Everything I've said across many huge posts has told you the indstury is trying to apply humanistic, natural language interfaces to solve
engineering and business process problems. So it's really like, the opposite — and I know some real nerds who were hype on AI imagery being valid for consumption that were hyping it, ew — the real thing isn't applying engineering to human stuff but a human interfacing thing to engineering / business / impersonal stuff.
I'll give you an example: In biotech they do a ton of work that generates a ton of data. Right now making that data human useable takes as much time and human as generating that data. But a complex tool using multi agent system cuts that time and human effort down 90% for the cost of 1-2 employees. If the bubble crashes and everyone pays full cost for their own chips and it's never subsidized again and there's no meaningful updates to the tech from today, then its reducing human effort 90% for the cost of 10 employees. But in today's real world, where it's 2, you still have to read the stuff once it's applied, it'll shift more resources into science aka data generation, which uses more of this, but funding remains the same, so instead of
doubling research, the math says +25%-33%, and realistically boosts research "only" 20%.
That's incredible.
At a standard 100 employee biotech startup that means hiring another 30 scientists.
DO U LIKE MEDICINE? Yes
It's also just trend line for capitalism, but for the trend line to continue we need constant breakthrough technologies. This is a breakthrough technology. Breakthrough technologies in my lifetime that have reached *me*: LLMs, The internet, probably weird advances in concrete that I take for granted, MRNA vaccines, GPUs, I dunno probably forgetting about 4 others. All of these things are required for the real economy to grow 3% a year (or 8% if we had good governance).
I've noticed a trend about people who are extra hard skeptics. A few trends but I really want to highlight that most of the people I know who think AI sucks thinks it sucks because they think we already have much better technology
than we actually do. Almost all of the internal business applications of LLM, which is its revolutionary power right now, are things people thought we already had and did 20 years ago, especially 10. But we didn't! The things people assumed was in place didn't exist. We lacked theory, we lacked computing power, we lacked putting a million engineers on the job.
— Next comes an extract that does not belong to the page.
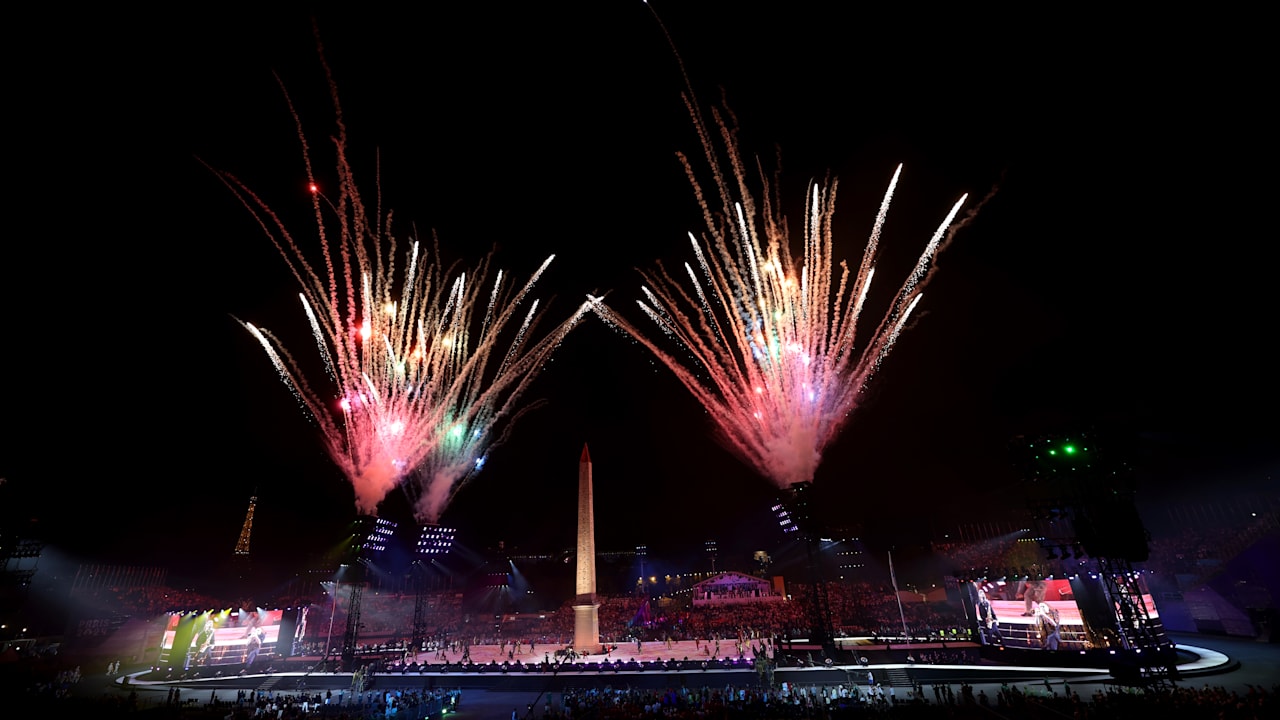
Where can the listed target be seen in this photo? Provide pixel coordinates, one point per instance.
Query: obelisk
(586, 621)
Like people think Google was using semantics like this for search 10 years ago, or facebook was to find your interests. Nope, mostly just more basic relationships and extensive tagging. People think big tech has been spying on everyone and using ML algorithms to figure out what everyone does only vs everyone else to know everything about you. Nope. Dead people showing as alive, duplicates, Google with all my data thought I was a middle aged woman for a while when a young man (they had access to my facebook url history and I had no clear reason why). LLMs are already sussing that I'm Hygro and suggest many correct social media platforms to sniff me out. Using an LLM may cost more in compute than more basic crawlers, but they get it closer to right, more comprehensive, better organized, better asterisked ("this might be someone else with same name"), and can just iterate on people and save that info. We still aren't being meaningfully tracked like people imagine (people image perfect tech and implementation based on the current tech possibilities they read about like "surely if I can imagine what they made, they already did the thing"— nope).
The reason this stuff is so big and important and new and exciting is myriad, but it's important to remind a huge portion who thinks the computer tech from movies is real, one of the biggest reasons it's so big is how little we actually have, and how much this one does that nothing did before.